30. Bölüm -Karar; Aziz Ahkanoğlu-

108K 7.6K 1.4K
                                    

Günün ikinci bölümü, atlamadan okuyunuz :)


Şehrin girişinden itibaren içime bir kasvet çökmüş üzerine mutsuzluk kırıntıları gelmişti. Yarım saatlik şehre girdiğimizden beri olan kasvetim arabanın içindekilerede yansımıştı.

Tanıdığım ve taşını ezbere bildiğim sokaklara girmeye başladığımızda görünen görüntüyle kaşlarımı çattım. Üç sokak geriden başlayan sıralı arabalara bakıp etrafta koşuşan çocuklardan dar sokakta zor ilerliyorduk.

"Geç mi kaldık?" ses tonu düşen Aziz'e çevirdim bakışlarımı, hayır geç kalamazdık. Kalmamıza izin veremezdim.

"Abi biraz daha hızlı sür." cevap beklemeden ön camdan bakınmaya devam ettim. İçimdeki kasvet gittikçe büyüyor yüreğime ağırlık biniyordu.

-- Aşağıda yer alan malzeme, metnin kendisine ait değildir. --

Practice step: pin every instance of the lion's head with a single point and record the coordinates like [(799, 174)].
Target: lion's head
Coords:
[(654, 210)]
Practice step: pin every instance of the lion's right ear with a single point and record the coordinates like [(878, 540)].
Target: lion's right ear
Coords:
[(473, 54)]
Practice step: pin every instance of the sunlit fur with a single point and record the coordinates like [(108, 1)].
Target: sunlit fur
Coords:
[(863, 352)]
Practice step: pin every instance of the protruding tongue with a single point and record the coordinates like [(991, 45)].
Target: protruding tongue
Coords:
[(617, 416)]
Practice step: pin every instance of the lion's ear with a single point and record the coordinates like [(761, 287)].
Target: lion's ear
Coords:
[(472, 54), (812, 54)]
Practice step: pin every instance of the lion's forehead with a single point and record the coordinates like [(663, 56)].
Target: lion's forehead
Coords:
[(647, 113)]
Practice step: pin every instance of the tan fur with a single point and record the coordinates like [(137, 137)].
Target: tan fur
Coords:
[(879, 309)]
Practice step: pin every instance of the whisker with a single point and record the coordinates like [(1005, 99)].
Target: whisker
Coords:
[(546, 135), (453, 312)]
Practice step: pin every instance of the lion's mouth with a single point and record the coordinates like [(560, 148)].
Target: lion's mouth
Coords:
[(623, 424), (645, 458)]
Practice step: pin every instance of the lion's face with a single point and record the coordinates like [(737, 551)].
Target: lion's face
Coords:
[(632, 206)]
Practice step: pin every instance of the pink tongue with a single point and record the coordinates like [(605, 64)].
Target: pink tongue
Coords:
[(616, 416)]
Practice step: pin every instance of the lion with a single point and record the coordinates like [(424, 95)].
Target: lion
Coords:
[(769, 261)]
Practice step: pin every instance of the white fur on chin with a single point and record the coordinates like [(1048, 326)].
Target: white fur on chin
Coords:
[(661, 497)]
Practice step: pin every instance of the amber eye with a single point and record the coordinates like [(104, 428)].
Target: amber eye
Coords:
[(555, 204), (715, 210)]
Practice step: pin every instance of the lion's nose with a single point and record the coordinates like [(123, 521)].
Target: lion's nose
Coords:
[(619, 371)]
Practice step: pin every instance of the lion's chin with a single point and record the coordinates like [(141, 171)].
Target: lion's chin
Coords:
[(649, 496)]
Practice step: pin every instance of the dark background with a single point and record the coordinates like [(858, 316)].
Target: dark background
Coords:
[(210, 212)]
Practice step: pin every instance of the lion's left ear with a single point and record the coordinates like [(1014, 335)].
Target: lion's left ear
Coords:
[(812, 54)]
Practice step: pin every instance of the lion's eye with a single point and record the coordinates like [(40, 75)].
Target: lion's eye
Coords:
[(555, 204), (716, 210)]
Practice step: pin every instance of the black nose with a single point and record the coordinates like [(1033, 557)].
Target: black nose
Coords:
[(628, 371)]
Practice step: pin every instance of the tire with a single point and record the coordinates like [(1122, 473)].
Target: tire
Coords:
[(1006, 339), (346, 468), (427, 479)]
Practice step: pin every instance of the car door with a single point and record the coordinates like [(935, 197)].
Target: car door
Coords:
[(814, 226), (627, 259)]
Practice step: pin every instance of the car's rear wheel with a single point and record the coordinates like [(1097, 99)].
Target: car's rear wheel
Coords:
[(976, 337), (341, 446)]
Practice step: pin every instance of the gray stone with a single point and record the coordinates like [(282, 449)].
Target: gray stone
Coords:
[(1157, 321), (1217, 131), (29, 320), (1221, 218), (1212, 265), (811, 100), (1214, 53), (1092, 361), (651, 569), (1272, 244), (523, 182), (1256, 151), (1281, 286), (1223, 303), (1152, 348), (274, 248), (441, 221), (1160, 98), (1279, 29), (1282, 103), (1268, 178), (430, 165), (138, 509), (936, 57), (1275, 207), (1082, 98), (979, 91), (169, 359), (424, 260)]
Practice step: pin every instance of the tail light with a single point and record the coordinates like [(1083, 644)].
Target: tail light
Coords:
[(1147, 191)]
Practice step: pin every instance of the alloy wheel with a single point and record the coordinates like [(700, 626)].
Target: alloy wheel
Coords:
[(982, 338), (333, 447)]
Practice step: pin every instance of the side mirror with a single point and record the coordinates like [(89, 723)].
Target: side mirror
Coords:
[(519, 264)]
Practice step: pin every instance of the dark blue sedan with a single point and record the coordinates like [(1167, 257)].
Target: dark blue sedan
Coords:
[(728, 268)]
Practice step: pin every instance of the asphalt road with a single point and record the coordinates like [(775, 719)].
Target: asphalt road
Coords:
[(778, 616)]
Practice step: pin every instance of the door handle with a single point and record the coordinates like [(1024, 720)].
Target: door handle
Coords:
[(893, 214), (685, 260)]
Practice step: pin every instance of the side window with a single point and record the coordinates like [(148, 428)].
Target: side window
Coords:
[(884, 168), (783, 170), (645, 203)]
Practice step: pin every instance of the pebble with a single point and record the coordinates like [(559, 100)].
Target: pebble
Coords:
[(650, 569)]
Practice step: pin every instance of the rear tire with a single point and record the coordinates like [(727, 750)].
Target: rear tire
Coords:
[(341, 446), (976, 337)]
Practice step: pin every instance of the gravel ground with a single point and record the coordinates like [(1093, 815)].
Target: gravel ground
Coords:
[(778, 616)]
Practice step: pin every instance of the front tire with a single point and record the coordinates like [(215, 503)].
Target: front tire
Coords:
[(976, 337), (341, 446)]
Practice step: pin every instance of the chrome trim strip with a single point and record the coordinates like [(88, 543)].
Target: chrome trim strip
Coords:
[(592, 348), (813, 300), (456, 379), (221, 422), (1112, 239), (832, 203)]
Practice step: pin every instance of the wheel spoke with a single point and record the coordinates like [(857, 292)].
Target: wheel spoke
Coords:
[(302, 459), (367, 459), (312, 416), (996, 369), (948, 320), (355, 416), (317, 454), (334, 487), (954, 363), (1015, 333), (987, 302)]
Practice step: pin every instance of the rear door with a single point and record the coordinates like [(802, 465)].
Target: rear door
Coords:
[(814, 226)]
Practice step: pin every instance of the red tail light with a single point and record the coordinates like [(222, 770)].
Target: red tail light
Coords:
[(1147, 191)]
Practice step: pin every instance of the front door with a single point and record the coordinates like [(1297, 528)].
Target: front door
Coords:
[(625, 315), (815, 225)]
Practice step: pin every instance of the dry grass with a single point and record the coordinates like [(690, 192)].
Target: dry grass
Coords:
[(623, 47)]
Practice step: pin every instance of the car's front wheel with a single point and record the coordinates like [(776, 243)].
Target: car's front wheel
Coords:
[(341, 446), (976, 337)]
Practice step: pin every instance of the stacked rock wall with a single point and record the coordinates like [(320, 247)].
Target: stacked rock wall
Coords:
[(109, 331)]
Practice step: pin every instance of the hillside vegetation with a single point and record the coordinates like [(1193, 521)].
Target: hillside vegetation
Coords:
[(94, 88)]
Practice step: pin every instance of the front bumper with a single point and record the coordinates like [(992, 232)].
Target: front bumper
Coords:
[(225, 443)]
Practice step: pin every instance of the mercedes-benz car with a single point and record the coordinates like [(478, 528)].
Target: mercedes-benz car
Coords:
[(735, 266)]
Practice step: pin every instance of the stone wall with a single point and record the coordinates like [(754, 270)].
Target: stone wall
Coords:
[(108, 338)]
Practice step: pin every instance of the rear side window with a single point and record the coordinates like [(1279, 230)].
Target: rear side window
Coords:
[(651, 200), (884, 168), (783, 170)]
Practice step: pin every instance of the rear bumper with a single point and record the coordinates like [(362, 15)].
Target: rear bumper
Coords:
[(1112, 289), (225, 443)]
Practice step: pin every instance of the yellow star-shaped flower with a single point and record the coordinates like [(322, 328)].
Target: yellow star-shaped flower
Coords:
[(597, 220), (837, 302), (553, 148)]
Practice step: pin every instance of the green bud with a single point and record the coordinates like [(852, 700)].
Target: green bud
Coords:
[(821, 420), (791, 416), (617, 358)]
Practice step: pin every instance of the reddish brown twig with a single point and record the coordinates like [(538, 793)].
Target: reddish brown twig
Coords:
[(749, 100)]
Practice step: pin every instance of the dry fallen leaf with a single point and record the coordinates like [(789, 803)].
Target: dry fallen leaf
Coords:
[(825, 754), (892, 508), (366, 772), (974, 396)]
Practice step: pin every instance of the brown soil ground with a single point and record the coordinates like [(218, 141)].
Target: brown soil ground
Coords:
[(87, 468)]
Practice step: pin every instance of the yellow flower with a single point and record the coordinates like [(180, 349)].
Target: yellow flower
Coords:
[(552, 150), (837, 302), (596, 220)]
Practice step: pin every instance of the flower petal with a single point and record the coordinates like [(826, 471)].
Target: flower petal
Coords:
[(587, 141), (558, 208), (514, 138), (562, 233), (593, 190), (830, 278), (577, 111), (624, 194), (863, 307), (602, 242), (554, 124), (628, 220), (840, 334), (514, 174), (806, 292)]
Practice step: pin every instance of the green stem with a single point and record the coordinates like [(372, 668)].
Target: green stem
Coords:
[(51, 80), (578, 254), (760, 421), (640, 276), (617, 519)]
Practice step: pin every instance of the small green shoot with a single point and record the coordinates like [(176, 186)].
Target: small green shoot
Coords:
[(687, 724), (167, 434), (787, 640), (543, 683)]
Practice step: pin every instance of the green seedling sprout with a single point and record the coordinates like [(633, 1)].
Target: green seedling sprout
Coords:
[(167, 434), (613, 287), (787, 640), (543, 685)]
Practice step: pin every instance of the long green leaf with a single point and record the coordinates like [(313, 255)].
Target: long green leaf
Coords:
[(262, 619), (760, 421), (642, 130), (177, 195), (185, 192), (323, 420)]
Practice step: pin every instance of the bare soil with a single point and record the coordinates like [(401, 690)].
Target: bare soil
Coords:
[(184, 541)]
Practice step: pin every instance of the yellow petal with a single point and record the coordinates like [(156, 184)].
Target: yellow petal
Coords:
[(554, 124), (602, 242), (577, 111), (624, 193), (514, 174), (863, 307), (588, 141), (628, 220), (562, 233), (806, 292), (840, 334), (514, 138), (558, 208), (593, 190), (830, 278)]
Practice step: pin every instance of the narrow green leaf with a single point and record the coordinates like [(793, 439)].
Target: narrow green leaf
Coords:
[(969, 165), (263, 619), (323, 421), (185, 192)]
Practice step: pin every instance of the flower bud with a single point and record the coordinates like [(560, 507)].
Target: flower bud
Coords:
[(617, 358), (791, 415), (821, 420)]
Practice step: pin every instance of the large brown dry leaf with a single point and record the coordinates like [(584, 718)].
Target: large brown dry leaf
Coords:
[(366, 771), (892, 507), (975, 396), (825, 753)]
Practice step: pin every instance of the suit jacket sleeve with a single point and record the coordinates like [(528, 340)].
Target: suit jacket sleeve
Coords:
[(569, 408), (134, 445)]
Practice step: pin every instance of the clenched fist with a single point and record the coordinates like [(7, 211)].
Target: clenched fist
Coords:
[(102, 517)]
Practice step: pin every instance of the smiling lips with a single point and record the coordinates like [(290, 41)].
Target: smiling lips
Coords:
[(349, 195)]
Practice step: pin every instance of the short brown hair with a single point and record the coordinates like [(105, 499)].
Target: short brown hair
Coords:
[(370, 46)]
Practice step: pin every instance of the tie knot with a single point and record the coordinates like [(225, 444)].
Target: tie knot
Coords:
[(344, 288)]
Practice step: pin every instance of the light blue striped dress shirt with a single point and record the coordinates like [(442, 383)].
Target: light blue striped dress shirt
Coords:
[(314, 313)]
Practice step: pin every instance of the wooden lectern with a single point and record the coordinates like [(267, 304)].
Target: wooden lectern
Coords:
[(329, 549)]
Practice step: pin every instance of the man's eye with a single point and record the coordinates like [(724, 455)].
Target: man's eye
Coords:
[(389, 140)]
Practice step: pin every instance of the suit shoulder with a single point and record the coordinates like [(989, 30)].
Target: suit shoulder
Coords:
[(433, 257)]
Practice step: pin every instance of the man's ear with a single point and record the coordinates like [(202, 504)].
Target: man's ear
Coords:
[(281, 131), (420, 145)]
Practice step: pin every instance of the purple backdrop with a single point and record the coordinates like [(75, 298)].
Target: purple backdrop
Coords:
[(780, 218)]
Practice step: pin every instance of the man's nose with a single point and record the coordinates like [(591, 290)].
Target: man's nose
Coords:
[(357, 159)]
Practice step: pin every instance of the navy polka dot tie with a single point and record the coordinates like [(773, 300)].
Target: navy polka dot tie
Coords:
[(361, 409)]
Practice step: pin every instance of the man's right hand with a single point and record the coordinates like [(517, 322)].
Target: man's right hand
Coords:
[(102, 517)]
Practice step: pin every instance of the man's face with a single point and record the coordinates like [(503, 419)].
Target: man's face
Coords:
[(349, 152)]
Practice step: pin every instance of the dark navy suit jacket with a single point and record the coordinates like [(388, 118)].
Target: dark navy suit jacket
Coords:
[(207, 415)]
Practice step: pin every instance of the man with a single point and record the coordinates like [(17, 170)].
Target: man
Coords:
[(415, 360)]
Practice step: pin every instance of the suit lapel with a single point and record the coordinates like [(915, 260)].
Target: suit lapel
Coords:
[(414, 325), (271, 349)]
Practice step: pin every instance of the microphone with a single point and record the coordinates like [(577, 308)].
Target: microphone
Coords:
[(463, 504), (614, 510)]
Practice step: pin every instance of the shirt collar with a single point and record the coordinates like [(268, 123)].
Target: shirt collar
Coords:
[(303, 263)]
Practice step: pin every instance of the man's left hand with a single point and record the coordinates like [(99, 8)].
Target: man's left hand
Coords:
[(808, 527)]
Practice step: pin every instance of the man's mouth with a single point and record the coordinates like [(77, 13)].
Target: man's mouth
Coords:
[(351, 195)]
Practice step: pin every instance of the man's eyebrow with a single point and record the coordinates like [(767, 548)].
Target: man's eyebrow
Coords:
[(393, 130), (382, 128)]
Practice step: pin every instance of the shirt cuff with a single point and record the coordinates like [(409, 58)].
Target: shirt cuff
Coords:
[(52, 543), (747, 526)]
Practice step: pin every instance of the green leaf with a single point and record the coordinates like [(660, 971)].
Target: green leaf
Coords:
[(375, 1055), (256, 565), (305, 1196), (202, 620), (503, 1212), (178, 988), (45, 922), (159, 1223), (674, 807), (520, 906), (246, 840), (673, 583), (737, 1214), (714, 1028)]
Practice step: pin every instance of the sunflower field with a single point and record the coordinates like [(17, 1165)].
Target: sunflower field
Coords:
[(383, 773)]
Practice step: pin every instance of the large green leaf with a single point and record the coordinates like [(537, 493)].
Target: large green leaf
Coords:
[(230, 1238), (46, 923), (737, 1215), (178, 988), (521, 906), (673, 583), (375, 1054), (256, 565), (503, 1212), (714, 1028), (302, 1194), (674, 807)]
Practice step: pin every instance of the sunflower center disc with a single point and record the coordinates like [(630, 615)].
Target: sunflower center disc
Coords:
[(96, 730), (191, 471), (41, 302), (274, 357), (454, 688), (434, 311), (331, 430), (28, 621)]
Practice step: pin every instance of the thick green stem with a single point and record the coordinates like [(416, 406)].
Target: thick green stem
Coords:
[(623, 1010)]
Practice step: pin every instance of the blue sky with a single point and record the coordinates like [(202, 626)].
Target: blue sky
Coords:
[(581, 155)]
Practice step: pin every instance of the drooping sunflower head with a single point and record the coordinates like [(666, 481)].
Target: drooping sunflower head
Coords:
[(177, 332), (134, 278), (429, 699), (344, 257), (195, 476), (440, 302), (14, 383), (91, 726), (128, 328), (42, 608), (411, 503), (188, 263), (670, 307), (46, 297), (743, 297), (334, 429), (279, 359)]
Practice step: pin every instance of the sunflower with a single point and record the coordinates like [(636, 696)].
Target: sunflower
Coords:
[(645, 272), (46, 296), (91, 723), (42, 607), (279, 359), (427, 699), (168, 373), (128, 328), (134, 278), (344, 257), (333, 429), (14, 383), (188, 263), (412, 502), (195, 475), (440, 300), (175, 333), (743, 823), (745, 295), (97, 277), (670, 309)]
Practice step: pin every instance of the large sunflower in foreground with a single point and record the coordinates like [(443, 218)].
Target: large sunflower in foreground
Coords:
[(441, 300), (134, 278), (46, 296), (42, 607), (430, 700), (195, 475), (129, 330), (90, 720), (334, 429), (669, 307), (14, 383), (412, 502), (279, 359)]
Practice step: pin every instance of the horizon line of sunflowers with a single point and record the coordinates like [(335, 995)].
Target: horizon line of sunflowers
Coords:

Benim yüzümden yarım saat geç kalmıştık. Dönüşte araba tuttuğu için yol kenarında durmak zorunda kalıp midemin kendisine gelmesini beklemişik ve şu an eğer geç kaldıysak kendimi yer bitirir Aziz'in yüzüne bakamazdım.

Derin bir nefesimi içime alıp dudaklarımı yalarken Aziz'in elini elimin arasına alıp kafamı iki yana salladım. Eğer ağa olarak Ali seçildiyse ve geç kaldıysak şer çıkararır bu işi bozardım.

Telefonumu çantamdan çıkarırken adım adım ilerlediğimiz yola bakıp Zelal'i arayarak hoparlöre aldım. Uzun çalışların ardından kapanan telefonla yüreğim dahada daraldığında dolan gözlerimi Aziz'e göstermemeye çabalıyordum. Daha da düşüremezdim moralini.

Elimde tuttuğum telefon önce titreyip sonra yüksek ses ile çaldığında panikle iki kez kaydırıp açamayışımdan dolayı Aziz elimden alıp sakince açtı. Kaşları çatıktı ve ben onun sinirli halini görmemiştim.

"Zelal sadece karara bağlanıp bağlanmadığını söyle." kızın konuşmasına fırsat vermeden sert bakışlarını dışarıya yollayıp çenesini sıktığında telefondan gelecek yanıtı bekliyordum.

İçimden bildiğim tüm duaları okumaya başladığımda aynı zamanda da yalvarmaya başladım, ne olur karara bağlanmamış olsundu.

Neredeyse iki aydır bunu bekliyorduk, aslında beklemiyor sadece Aziz'in iyileşmesini beklemiştim ama şans gibi onun iyileşmesine denk gelmişi ve bu fırsatı geri tepemez, teptiysekte yinede ulaşmaya çabalardık.

İmkansız diye bir şey yoktu.

"Abi Jerden aşiretinin ağası geldi, çabuk olun!" Zelal'in panikli sesiyle abime döndüm, Jerden Aşireti?

"Hasiktir." Aziz elindeki telefonu kısık küfürle bir yana attığında gözlerimi büyüttüm. Aziz'den ilk defa bir küfür duyup, ilk defa sinirini görüyordum.

"Karan durdur arabayı." elini arabanın kulpuna atıp açtığında abimin arabayı durdurmasını beklemeden ayağını dışarıya atıp durmasıyla bir dışarıya çıktı. Kendi tarafımdanda indiğimde Ömer çoktan dışarıya atmıştı kendini.

"Abi!" Aziz'in büyük ve sert adımlarıyla gözlerimi dahada büyüttüm, bu kadar hızlı ve sert adımlarla daha hiç yürümemişti. Karan abimde arabayı olduğu gibi yolun ortasına bırakıp inerken anahtarı orda oturan gençlere atmış arabayı bir yere çekin diye konuştuğunu duymuştum.

"Koş Suna." abim yanımdna geçip giderken en arkada kalmamdan dolayı gerçektende koşmaya başladım. "Abi, Jarden aşireti?"

"Ağalığa karar veren aşiret." kaşlarım havaya kalkıp gerilirken bilmediğim detay ile daha hızlı koşup üç adamın yanına geçtim. Ömer, Aziz'in kolunu tutmuş dengeli yürümesini sağlıyordu.